I get that question a lot but really I always have a hard time answering it, mainly because for me personally there is not a lot of difference. Yes and no. On the one hand, Europe is very much focussed on the USA when it comes to movies, music, fashion, etc. but on the other hand, Europe does seem to have a little bit more of appreciation for the original aspects of the art-form.
So many people complain about what they don’t like about hip hop music, what is it that you love about it?
Honestly, I don’t necessarily consider myself strictly a hip-hop artist or producer. Hip-hop does seem to be one of the red threads that runs through my music, though, but so are soul, so many people are complaini jazz, dance, down-tempo, etc. I think the number one reason that so much right now is the large number of subpar releases, but it’s never too late to turn it around.
How do you feel about the future of music and record labels etc.?
I think that we can all see clearly that the future of music will more than likely not include any traditional major record labels. More and more major and not-so-major artists are either going the ‘indie’ route or releasing their product themselves, as they no longer really need a label to reach their core fan-base. A lot of major labels and music execs have really placed themselves ‘outside’ of the music by being obsessed with SoundScan and other numbers that say nothing about the quality of the music and, if you ask me, and they are presented with the bill right now.
Tell us about your new imprint, and some of your plans to make sure that you can overcome some of the hurdles that seem to be effecting the music industry.
The most recent (and last) experience I had with a record label while releasing my HERE album (2006) was not a positive one, and so I wanted make a change and be responsible myself rather than having to depend on other people. I have felt for a while now that I could do a better job myself and keep the money that the label would normally take, and now I get to put my money where my mouth is. We are focussing all of our efforts on one release at a time, and hopefully that will keep us in a good course. So far it has been going very well.
Other than live instrumentation, what do you use when making beats?
I have always been a PC dude, since day one I have mainly used this free program called Modplug Tracker to do all of the sequencing. I currently record, edit and mix in Pro Tools.
How do you feel about the new Foreign Exchange album? Also, was their anything different this time in creating it as the last one?
The album is done with 11songs. There’s a lot of things that are different about this second album (none of which I can comment on right now), but one thing has stayed the same: we are still working on it via the internet.
Greatest advice you’ve ever gotten concerning your music?
Get educated. Even though I didn’t always enjoy it at the time I am very thankful that I got to learn music theory the way I did. Never think you know everything. There’s always something new to learn.
Is it a struggle to do music full-time? What made you finally make that plunge?

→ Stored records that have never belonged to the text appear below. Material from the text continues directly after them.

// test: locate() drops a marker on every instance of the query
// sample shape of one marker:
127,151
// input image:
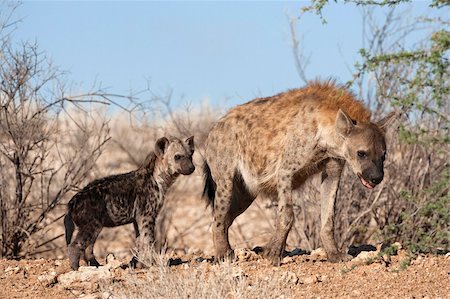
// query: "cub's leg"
145,233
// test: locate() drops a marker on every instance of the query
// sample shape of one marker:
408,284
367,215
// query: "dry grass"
198,280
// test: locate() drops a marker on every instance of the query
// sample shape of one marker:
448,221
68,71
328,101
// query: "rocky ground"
301,275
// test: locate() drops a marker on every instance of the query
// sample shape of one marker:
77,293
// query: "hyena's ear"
344,123
387,121
161,146
190,143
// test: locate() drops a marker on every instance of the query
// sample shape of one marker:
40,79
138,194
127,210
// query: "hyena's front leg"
145,225
285,218
328,190
89,254
222,220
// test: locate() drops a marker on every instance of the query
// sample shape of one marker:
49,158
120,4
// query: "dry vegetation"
52,144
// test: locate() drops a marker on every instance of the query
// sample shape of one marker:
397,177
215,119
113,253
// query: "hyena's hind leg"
86,236
232,198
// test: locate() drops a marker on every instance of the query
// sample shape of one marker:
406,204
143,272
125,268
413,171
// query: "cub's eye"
362,154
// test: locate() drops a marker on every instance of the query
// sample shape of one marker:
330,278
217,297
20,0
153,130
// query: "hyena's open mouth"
366,184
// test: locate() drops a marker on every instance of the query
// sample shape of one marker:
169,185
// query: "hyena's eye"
362,154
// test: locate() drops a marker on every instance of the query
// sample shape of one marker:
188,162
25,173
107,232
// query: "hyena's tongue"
366,183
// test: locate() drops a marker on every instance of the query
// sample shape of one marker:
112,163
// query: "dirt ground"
299,276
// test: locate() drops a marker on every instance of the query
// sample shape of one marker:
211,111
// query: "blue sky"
222,52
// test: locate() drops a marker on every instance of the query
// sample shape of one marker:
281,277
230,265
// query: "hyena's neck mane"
149,163
330,97
153,170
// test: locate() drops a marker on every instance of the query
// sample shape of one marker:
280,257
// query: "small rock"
311,279
194,251
48,279
174,262
58,262
287,260
200,259
243,254
91,296
290,277
356,292
12,269
398,245
237,272
107,295
112,262
365,256
319,254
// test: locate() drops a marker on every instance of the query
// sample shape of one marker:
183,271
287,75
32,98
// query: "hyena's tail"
69,225
209,192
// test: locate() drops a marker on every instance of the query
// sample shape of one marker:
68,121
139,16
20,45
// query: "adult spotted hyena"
134,197
272,145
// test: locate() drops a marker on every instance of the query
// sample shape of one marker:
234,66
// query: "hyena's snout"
186,167
371,177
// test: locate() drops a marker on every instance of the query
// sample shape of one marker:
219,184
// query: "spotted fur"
272,145
134,197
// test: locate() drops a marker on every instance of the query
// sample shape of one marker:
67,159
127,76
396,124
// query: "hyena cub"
134,197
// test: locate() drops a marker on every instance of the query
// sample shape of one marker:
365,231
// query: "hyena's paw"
273,254
339,257
134,263
93,262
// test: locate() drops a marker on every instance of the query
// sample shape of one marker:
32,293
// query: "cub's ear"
190,143
344,123
387,121
161,146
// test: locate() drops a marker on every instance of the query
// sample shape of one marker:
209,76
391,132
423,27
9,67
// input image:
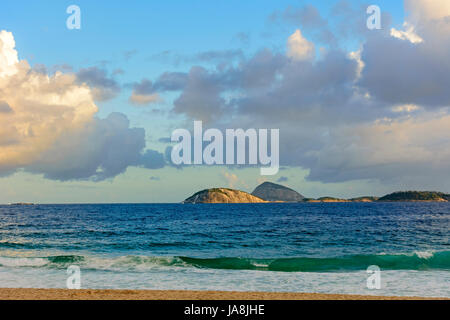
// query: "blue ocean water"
316,247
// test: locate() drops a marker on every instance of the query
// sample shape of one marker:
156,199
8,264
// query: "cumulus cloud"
144,93
48,124
102,87
299,48
380,112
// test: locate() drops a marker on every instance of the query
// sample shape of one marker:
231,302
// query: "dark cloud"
5,108
400,72
336,122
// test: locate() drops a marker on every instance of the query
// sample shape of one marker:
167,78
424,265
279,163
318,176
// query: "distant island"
271,192
416,196
222,195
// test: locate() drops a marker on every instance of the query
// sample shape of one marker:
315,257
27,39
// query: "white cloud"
407,34
48,125
8,55
144,99
426,10
43,107
299,48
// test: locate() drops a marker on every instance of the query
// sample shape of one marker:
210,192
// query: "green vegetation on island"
272,192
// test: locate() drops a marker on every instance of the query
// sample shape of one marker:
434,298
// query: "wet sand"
91,294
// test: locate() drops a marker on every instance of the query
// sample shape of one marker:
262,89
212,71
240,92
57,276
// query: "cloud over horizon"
379,113
48,123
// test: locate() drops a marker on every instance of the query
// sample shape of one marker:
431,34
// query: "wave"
415,261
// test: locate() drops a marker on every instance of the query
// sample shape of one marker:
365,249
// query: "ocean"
298,247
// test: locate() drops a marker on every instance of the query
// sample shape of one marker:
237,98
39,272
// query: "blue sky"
127,42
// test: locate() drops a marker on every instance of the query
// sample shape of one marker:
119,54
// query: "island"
276,192
222,195
269,192
416,196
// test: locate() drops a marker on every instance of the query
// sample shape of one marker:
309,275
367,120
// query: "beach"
89,294
212,250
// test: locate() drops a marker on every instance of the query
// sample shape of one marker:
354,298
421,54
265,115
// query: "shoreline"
117,294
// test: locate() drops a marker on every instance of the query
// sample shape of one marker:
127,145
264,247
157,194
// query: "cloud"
102,87
8,55
407,34
380,112
48,124
5,108
144,93
299,48
144,99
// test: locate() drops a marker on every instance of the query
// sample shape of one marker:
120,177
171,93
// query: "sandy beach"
90,294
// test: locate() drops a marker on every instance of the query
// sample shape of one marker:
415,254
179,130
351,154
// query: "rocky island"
272,192
275,192
222,195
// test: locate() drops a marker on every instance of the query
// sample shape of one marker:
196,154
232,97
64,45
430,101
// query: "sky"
86,114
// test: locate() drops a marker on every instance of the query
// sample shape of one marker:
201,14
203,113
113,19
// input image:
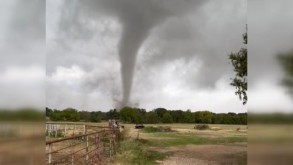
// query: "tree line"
137,115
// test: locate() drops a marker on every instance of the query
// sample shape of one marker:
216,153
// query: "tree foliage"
239,63
158,115
286,62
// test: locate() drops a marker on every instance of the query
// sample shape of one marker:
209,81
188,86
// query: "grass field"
221,144
182,144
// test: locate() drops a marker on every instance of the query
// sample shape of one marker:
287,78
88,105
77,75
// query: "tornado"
132,37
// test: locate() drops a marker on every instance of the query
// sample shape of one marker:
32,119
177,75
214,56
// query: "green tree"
239,62
286,62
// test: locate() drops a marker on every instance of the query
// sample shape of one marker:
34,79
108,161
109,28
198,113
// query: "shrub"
202,127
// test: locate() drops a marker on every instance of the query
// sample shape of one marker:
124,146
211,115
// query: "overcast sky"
181,62
178,50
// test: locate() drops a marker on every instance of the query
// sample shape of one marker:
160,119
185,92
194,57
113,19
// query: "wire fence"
94,145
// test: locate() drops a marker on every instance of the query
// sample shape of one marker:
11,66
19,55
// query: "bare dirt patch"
227,154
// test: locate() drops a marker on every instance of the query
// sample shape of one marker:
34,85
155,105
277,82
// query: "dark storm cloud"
22,53
143,37
137,18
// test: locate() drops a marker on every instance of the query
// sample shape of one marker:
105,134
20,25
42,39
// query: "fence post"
50,153
72,155
65,130
73,129
87,148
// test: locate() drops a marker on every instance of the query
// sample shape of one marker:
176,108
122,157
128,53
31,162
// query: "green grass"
151,129
177,139
136,152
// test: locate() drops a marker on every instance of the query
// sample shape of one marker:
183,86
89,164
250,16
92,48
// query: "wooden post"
87,150
137,137
50,153
72,155
73,129
65,130
56,130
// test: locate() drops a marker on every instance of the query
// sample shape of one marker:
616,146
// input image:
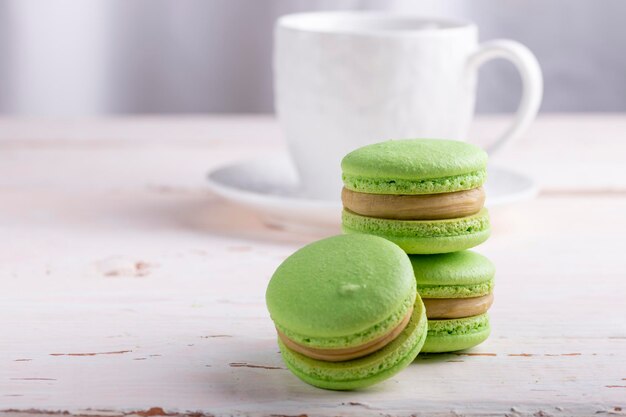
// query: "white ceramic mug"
348,79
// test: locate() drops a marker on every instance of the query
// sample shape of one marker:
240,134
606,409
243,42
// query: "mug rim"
311,22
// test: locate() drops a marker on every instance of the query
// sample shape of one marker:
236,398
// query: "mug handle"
532,82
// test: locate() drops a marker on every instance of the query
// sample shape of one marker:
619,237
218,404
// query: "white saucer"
269,186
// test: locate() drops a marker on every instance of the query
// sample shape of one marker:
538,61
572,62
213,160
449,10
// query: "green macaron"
457,291
415,166
461,274
341,294
423,236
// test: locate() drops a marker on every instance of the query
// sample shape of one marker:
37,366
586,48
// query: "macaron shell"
341,291
456,334
423,236
366,371
415,187
456,291
414,160
458,268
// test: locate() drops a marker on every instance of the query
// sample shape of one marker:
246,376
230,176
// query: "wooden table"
127,288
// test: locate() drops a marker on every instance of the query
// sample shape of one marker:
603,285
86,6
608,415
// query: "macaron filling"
344,354
451,308
415,207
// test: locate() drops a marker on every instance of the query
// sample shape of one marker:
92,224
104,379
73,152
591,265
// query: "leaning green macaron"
415,166
457,290
347,312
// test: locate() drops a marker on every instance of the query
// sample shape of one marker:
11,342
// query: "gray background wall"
76,58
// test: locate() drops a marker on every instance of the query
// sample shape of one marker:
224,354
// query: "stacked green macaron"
457,290
426,196
347,312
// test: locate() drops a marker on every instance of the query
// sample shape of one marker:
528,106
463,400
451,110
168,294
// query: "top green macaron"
461,274
415,166
342,291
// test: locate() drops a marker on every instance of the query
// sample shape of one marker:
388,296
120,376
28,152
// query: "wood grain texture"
127,289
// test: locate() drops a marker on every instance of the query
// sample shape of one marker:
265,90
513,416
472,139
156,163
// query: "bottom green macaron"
423,236
365,371
456,334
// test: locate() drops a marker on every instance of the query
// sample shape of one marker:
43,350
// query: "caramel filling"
344,354
455,308
415,207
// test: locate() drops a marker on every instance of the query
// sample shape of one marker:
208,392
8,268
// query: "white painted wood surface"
126,288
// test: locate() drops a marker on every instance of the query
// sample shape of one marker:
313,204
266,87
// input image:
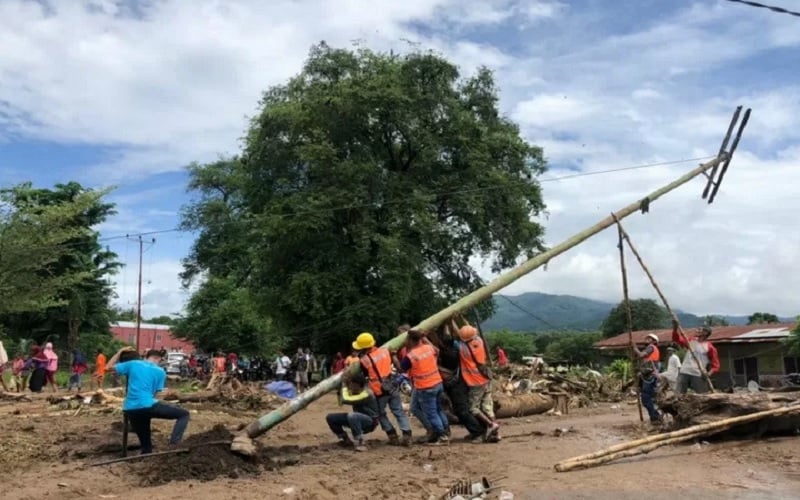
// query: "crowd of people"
700,362
450,366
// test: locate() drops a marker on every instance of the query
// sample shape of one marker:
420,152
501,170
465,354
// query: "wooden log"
628,314
269,420
696,409
522,405
643,445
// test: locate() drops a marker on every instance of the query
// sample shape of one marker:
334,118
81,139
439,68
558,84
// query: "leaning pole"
243,443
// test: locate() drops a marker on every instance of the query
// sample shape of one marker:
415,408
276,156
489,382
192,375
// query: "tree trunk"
273,418
695,409
522,405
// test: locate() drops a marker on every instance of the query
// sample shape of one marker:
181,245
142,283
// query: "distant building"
151,336
752,352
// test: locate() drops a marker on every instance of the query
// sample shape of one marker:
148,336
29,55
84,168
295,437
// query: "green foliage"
711,320
220,316
515,344
793,341
646,315
366,184
762,318
575,348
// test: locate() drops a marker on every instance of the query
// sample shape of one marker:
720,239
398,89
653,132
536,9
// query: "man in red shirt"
691,376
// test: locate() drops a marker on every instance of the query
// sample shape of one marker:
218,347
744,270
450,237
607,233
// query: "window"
747,368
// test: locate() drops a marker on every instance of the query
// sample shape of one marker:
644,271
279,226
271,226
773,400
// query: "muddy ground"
46,454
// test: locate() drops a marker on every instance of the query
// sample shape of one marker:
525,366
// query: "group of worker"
699,364
453,361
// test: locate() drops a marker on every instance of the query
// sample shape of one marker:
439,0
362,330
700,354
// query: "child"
364,417
79,367
16,372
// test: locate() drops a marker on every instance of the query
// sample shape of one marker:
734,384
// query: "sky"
127,93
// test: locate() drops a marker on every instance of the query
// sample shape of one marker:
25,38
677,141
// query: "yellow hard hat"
467,332
364,341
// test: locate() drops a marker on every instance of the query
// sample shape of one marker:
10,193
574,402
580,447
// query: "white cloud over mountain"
599,86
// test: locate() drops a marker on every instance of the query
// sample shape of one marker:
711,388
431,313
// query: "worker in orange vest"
420,364
478,377
650,364
376,365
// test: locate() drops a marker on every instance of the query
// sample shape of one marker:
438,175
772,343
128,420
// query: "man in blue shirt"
145,380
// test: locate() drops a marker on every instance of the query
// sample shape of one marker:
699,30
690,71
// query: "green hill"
559,312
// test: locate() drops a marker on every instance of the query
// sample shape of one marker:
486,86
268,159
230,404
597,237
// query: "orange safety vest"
219,365
379,368
424,370
654,356
469,368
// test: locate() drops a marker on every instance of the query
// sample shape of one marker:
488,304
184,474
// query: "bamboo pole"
672,314
648,444
273,418
629,315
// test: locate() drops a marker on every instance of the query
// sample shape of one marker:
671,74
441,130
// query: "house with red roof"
151,336
746,352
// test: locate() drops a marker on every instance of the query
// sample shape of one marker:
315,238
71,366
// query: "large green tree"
760,318
365,185
222,316
78,259
646,314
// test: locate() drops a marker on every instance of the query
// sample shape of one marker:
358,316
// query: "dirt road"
44,454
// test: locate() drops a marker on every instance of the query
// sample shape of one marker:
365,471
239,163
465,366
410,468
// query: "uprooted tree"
366,184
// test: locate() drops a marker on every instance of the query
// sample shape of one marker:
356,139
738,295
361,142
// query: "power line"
531,314
780,10
305,213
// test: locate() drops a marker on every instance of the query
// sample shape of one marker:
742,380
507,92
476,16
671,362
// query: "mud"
201,463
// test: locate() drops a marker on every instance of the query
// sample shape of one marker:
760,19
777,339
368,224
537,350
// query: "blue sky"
110,95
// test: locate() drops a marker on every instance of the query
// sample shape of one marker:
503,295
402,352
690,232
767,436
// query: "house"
752,352
151,336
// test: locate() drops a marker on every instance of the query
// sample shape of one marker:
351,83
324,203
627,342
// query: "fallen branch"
648,444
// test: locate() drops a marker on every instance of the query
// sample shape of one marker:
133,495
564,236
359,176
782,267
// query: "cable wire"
780,10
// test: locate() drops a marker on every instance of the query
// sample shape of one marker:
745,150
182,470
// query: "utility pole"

Of course it’s a struggle, and it depends on your ability to “hustle” whether you’ll sink or swim. I decided to stay working my dayjob for as long as I could, and so I worked a regular 9 to 5 all the way up to December 31st of 2004, when things were going well enough for me to support myself with the music. I quit January 1st, and have not looked back since. It’s probably easier for a producer than for an emcee as there’s many different things that I can try and exploit, from productions and remixes for others to your own albums to DJ gigs, etc.
Ideal scenario what would it be concerning your music?
My ideal scenario would be to be able to do this for life, until my very last day.
To up and coming producers/mcs attempting to get heard, what advice do you have?
Learn to play an instrument. Learn about arranging for different size ensembles. School yourself on recording techniques, EQing, compressing, etc. A lot of cats “claim” to be producers, but very few actually deserve the term.